Decitabine Improves the Clinical Manifestations of Rats With l-NAME-Induced Pre-eclampsia: A Potential Approach to Studying Pre-eclampsia

Abstract

Objective: Pre-eclampsia is a major cause of maternal mortality and morbidity. Conditions with low oxygen tension are regarded as a key factor. Decitabine can partly attenuate the effects of hypoxia. This research was designed to investigate the effects of decitabine in rats with NG-Nitro-L-arginine Methyl Eater (L-NAME) induced pre-eclampsia and to explore the molecular mechanisms. Methods: A Wistar rat model of pre-eclampsia was established by intraperitoneal injection of L-NAME, and the intervention reagent was decitabine.
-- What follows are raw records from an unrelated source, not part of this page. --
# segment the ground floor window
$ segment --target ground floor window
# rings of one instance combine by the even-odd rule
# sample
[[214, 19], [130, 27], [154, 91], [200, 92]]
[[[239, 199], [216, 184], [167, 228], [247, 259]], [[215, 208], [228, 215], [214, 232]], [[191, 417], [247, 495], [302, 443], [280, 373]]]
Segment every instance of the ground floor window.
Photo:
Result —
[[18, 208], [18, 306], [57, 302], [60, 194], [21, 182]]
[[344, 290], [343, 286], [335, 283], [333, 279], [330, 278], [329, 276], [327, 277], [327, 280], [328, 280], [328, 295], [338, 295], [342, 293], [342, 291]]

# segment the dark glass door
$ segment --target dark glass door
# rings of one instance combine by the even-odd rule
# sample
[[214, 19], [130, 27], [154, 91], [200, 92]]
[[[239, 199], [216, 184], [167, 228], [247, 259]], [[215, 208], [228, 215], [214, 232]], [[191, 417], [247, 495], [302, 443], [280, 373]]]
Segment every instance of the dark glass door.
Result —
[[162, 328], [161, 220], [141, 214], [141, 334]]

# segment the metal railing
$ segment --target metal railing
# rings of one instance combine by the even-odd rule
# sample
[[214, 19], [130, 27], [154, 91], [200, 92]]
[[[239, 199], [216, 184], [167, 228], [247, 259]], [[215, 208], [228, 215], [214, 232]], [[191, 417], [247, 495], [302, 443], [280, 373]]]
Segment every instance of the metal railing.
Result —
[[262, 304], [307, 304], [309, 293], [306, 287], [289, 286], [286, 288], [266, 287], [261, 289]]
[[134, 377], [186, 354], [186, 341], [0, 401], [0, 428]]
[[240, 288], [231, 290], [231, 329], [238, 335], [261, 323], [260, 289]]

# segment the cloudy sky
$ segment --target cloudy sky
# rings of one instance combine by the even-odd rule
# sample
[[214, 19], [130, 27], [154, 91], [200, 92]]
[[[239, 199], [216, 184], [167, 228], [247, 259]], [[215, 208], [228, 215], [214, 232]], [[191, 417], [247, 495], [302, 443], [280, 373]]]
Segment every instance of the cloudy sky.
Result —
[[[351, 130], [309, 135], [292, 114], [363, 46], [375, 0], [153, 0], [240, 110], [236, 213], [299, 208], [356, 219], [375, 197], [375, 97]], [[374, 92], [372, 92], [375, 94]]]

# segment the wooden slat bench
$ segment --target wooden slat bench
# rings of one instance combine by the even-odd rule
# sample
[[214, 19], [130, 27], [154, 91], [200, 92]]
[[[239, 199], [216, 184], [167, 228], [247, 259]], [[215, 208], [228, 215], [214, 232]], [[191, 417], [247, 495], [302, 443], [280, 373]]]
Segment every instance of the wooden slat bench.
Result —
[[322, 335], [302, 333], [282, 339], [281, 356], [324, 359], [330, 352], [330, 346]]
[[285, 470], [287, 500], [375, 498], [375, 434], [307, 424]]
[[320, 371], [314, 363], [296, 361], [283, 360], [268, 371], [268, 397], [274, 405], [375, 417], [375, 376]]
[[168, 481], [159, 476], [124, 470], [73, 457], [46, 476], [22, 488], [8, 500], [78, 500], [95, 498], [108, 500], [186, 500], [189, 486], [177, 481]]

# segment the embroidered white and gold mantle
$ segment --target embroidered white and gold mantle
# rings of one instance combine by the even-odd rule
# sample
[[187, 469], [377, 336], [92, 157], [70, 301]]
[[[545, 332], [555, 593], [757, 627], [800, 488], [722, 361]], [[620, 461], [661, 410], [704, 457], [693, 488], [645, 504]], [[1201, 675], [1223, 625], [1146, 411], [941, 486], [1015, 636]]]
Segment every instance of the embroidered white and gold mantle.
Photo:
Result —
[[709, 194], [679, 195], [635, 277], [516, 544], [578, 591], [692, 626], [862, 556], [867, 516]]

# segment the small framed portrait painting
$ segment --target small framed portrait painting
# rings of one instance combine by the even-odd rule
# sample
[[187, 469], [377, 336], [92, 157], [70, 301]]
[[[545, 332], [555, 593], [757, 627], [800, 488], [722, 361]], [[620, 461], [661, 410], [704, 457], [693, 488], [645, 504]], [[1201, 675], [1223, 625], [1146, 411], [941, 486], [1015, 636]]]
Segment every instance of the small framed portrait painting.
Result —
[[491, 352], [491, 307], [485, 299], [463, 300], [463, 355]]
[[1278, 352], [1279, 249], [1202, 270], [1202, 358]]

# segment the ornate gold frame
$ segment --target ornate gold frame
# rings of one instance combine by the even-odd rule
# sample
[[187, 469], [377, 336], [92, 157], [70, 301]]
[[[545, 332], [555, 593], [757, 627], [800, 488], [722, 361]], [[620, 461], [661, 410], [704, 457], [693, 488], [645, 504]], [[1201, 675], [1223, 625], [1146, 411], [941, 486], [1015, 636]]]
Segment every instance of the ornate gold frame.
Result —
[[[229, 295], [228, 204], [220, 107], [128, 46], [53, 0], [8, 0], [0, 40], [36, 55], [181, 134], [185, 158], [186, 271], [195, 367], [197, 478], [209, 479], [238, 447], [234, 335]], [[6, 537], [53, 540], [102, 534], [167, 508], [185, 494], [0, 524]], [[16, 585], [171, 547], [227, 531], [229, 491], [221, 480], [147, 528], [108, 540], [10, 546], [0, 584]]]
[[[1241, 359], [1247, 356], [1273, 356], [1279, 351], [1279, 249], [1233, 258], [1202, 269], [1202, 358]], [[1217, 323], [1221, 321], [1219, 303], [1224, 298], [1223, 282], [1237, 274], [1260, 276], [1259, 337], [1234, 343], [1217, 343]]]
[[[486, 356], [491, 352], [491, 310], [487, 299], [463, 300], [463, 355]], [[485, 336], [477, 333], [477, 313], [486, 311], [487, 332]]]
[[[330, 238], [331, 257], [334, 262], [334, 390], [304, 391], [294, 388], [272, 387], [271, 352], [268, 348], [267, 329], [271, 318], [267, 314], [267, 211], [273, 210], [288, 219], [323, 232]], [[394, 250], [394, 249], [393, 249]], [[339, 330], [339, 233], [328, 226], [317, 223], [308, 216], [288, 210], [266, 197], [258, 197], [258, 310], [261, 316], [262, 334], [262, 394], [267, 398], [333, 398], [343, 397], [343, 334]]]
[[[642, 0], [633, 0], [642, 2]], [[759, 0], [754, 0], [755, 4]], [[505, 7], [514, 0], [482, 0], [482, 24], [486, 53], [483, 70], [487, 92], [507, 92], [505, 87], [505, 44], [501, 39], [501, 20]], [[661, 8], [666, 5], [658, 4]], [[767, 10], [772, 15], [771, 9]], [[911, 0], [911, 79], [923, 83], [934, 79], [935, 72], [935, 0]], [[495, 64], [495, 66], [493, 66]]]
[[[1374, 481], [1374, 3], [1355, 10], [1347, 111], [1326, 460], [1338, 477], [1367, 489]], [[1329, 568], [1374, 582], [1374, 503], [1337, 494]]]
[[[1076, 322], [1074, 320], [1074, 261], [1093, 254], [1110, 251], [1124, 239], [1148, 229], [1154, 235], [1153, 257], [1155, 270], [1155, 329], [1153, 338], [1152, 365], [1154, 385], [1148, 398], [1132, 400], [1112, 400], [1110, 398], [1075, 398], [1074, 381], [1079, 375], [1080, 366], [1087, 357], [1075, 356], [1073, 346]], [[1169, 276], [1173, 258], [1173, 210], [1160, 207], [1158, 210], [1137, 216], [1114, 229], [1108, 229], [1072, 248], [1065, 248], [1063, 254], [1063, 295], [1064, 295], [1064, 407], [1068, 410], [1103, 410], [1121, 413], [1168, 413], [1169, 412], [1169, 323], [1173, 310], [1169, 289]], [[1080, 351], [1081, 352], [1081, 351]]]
Blood pressure (BP) and 24-h urinary protein were monitored. The expression of Mammary Serine Protease Inhibitor (SERPINB5, maspin) in the placenta was detected by reverse transcriptase-polymerase chain reaction (RT-PCR) and western blotting. Results: Systolic BP in the tail artery of pregnant rats was increased by more than 30 mm Hg, and 24-h urinary protein was significantly increased after L-NAME was added. After decitabine treatment, blood pressure and 24-h urinary protein were significantly decreased. The expression of SERPINB5 in the placenta significantly increased after L-NAME was added. Decitabine significantly elevated the expression of SERPINB5 in the placenta of rats with L-NAME-induced preeclampsia. Conclusion: Decitabine reduced 24-h urinary protein and partly decreased blood pressure of pre-eclampsia in late pregnancy in rats with L-NAME-induced pre-eclampsia and increased the expression of SERPINB5, but the molecular mechanism of decitabine's effect remains unknown. This research provided a potential approach to studying the pathogenesis, treatment and prevention of pre-eclampsia.

• decitabine
• placenta
• pre-eclampsia
• SERPINB5

DECLARATION OF INTEREST

The authors report no conflicts of interest. This study was supported by a grant from the National Natural Science Foundation of China (No. 81200451).